Ebenfalls gelungen ist die Verstrickung der beiden Hauptfiguren - dem Pastor Jonathan und der Prostituierten Marlene -, die keine typischen Krimi-Ermittler*innen sind, ja, mit den Ermittlungen eigentlich gar nichts zu tun haben, in die Ereignisse, da in einem so kleinen Ort alle Menschen irgendwie miteinander verbunden sind. Und nicht zuletzt, da die ermordeten Männer allesamt Marlenes Kunden waren. Die Autorin versteht es, einen lange Zeit über die Identität der mordenden Person im Dunkeln, einen aber auch stets um die Hauptfiguren fürchten zu lassen, nicht zuletzt durch etliche gruselige Andeutungen. Überrascht hat mich zunächst, dass sie das Geheimnis dann etwa in der Mitte des Buches selbst lüftet. Zunächst befürchtete ich, dass das dem Buch die Spannung nehmen würde, aber es entwickelt sich daraufhin eine ganz andere, ebenso perfide Dynamik zwischen den Figuren, die ebenfalls spannend ist. Insgesamt hatte ich das Bedürfnis, das Buch am Stück durchzulesen, da der Spannungsbogen sehr gelungen war.

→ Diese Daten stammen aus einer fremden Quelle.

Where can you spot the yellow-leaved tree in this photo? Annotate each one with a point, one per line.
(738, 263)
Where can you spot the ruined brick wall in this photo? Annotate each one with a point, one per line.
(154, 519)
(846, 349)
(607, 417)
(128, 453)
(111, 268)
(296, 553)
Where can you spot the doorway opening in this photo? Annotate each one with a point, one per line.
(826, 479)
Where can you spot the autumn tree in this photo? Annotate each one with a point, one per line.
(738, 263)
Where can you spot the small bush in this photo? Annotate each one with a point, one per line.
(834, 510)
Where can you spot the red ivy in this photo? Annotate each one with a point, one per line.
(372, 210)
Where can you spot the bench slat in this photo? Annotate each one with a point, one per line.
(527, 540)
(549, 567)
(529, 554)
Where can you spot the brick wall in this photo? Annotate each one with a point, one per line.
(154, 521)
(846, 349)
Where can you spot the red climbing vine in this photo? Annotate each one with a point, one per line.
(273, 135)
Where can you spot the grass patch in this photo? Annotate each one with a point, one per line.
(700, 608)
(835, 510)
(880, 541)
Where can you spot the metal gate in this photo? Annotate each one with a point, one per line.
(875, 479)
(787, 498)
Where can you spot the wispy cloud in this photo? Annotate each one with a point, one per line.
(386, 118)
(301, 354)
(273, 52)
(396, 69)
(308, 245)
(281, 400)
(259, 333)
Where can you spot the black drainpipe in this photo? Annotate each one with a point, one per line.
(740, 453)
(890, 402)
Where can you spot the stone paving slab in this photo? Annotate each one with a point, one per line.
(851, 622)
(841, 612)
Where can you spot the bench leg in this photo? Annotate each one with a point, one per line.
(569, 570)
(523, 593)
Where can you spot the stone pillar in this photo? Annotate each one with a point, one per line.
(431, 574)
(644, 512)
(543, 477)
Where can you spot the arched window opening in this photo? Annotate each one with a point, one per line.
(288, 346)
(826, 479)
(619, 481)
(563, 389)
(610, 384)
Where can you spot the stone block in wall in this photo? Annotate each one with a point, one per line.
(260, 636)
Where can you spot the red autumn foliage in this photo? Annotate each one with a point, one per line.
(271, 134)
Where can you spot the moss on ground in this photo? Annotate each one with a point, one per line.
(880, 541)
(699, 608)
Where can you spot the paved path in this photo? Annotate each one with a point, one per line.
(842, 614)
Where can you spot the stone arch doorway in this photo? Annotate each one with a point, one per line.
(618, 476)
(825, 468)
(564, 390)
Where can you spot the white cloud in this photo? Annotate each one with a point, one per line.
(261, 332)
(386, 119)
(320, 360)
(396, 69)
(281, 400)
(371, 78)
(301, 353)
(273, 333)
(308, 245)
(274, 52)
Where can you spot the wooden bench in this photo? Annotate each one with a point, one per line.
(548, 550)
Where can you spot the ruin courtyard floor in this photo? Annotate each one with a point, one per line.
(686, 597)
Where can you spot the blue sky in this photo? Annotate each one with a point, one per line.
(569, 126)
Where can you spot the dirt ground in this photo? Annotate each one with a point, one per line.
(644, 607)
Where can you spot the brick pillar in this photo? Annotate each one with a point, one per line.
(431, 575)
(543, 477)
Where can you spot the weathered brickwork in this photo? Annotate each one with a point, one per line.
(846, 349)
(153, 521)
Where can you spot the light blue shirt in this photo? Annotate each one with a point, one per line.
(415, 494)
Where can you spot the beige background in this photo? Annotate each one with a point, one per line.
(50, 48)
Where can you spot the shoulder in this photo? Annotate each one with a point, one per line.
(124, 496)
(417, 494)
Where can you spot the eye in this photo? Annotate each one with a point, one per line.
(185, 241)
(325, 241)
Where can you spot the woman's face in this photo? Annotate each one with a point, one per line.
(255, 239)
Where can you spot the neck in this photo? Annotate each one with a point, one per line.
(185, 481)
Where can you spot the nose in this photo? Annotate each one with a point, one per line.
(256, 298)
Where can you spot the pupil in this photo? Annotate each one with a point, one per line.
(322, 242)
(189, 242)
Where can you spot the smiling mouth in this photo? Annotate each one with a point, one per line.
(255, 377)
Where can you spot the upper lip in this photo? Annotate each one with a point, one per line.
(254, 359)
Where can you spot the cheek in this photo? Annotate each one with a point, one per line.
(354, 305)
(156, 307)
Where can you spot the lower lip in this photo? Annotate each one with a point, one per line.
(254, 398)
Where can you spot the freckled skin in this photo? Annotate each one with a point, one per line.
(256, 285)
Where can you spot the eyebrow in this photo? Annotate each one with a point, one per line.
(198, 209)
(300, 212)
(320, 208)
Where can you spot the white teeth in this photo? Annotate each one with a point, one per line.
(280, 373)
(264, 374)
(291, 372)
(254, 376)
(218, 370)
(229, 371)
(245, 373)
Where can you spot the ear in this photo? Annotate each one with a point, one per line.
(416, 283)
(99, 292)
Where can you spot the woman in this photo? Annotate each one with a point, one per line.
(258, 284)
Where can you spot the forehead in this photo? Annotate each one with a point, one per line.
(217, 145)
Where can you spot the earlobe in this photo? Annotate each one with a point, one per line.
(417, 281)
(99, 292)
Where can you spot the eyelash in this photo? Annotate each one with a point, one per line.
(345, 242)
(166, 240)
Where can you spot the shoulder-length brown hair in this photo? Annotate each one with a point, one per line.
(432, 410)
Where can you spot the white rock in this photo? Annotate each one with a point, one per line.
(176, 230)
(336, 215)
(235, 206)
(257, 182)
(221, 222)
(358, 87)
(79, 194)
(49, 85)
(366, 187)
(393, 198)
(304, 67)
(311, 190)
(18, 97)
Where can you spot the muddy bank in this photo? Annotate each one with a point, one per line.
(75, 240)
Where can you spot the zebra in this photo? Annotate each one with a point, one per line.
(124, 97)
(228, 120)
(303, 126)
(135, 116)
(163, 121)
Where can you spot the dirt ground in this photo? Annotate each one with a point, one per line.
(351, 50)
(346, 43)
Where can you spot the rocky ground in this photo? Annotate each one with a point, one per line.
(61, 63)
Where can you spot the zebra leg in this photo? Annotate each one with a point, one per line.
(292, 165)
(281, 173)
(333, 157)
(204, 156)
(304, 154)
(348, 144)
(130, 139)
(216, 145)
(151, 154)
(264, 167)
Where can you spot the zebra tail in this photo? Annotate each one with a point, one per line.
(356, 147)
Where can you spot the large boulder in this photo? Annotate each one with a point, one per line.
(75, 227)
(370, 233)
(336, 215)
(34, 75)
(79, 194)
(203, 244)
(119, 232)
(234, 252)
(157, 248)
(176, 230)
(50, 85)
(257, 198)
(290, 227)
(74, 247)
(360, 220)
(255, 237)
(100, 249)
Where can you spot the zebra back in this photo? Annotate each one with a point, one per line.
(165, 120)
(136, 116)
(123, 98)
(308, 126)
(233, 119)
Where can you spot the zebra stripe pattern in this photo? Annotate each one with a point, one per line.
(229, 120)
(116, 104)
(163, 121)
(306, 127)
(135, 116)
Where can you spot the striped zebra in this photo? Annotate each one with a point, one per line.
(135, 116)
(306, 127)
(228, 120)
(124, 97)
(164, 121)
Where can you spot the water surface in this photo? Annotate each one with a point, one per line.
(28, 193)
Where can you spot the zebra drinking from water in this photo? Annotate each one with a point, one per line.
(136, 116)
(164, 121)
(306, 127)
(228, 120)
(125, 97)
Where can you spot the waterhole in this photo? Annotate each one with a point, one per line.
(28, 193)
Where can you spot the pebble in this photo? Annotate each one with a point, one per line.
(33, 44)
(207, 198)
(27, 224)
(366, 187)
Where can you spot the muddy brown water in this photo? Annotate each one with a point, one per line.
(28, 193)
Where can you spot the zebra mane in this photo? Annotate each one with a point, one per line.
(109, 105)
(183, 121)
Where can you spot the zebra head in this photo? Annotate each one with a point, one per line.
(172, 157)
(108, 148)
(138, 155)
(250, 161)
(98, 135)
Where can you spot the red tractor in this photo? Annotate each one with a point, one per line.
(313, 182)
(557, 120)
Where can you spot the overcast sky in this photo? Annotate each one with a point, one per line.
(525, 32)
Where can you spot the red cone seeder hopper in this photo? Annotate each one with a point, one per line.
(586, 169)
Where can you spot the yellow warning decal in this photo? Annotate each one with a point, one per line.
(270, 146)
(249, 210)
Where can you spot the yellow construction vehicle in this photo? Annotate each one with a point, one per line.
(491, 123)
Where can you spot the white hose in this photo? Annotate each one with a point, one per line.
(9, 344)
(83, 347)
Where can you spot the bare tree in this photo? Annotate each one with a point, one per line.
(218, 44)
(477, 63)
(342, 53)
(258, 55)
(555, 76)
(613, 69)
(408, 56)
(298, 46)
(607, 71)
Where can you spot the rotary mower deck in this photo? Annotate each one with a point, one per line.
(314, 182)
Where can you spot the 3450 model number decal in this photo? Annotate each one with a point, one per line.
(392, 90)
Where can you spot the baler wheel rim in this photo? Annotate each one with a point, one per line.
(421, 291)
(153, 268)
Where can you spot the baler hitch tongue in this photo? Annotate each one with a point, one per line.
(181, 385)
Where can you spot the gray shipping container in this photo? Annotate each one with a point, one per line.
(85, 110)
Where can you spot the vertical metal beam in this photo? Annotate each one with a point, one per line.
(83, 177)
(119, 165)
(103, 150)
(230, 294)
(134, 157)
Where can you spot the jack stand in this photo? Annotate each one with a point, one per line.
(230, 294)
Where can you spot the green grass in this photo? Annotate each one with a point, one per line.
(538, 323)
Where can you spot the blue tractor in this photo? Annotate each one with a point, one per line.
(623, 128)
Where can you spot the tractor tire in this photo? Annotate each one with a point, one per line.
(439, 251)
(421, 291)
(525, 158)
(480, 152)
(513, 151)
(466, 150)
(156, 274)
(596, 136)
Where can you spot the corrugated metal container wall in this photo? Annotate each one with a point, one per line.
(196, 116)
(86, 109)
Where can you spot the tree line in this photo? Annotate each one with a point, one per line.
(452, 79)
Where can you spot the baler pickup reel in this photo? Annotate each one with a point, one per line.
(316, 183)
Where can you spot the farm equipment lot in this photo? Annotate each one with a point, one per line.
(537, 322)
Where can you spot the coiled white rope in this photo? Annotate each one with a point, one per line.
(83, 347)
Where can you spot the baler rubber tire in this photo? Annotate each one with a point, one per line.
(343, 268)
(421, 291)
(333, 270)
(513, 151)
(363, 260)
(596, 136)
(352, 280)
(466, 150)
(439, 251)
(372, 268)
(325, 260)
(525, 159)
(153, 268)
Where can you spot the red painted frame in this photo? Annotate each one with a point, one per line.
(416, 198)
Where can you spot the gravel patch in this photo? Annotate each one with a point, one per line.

Was man der Autorin ebenfalls lassen muss: Erotische Szenen schreiben liegt ihr. Dazu sollte allerdings auch erwähnt sein, dass gefühlt die Hälfte des Buches aus ebensolchen Szenen besteht. Das ist per se nichts Schlechtes, jedoch nicht das, was ich von "Romantic Suspense" erwartet hätte, da Erotik für mich nicht zwangsläufig gleichbedeutend ist mit Liebe/Romantik und ich mir zu  Teil etwas weniger Intimitäten und etwas mehr Handlung gewünscht hätte.

Etwas enttäuscht war ich davon, wie schnell die Beziehung zwischen Jonathan und Marlene sich entwickelt, vor allem deshalb, weil beide zuvor so dargestellt wurden, als wären sie überhaupt nicht der Typ für eine solche Beziehung. Die Vorstellung, dass zwei auf ihre Art kaputte Menschen zueinanderfinden und einander Halt geben, ist zwar romantisch, hätte aber durchaus mehr Zeit einnehmen können als eine knappe Woche/50 Seiten. Das hätte die Figuren und ihre Gefühle um ein Vielfaches authentischer erscheinen lassen, beispielsweise die Tatsache, dass Jonathan, bis zur Hochzeit nicht einmal eine Frau küssen wollte, auf einmal mit einer rummacht und alle seine Prinzipien bricht. Durch die Hektik, die das Buch besonders am Anfang aufweist, habe ich manchmal nicht verstanden, wieso Jonathan, der in seinem Leben doch vielen Frauen begegnet sein muss, sich ausgerechnet von Marlene so aus der Fassung bringen lässt. Allgemein hätten dem Roman gute 100 Seiten mehr meiner Meinung nach gutgetan, um viele Entwicklungen verständlicher und realistischer zu gestalten, denn Potential haben die beiden Figuren, vor allem Jonathan mit seiner interessanten Vergangenheit.  Etwas genervt war ich auch von dem ständigen Hin und Her zwischen den beiden, das vielleicht ebenfalls authentischer gewirkt hätte, wenn man etwas mehr Einblick in ihre Leben und ihre Persönlichkeiten bekommen hätte und nicht alles innerhalb weniger Wochen spielen würde.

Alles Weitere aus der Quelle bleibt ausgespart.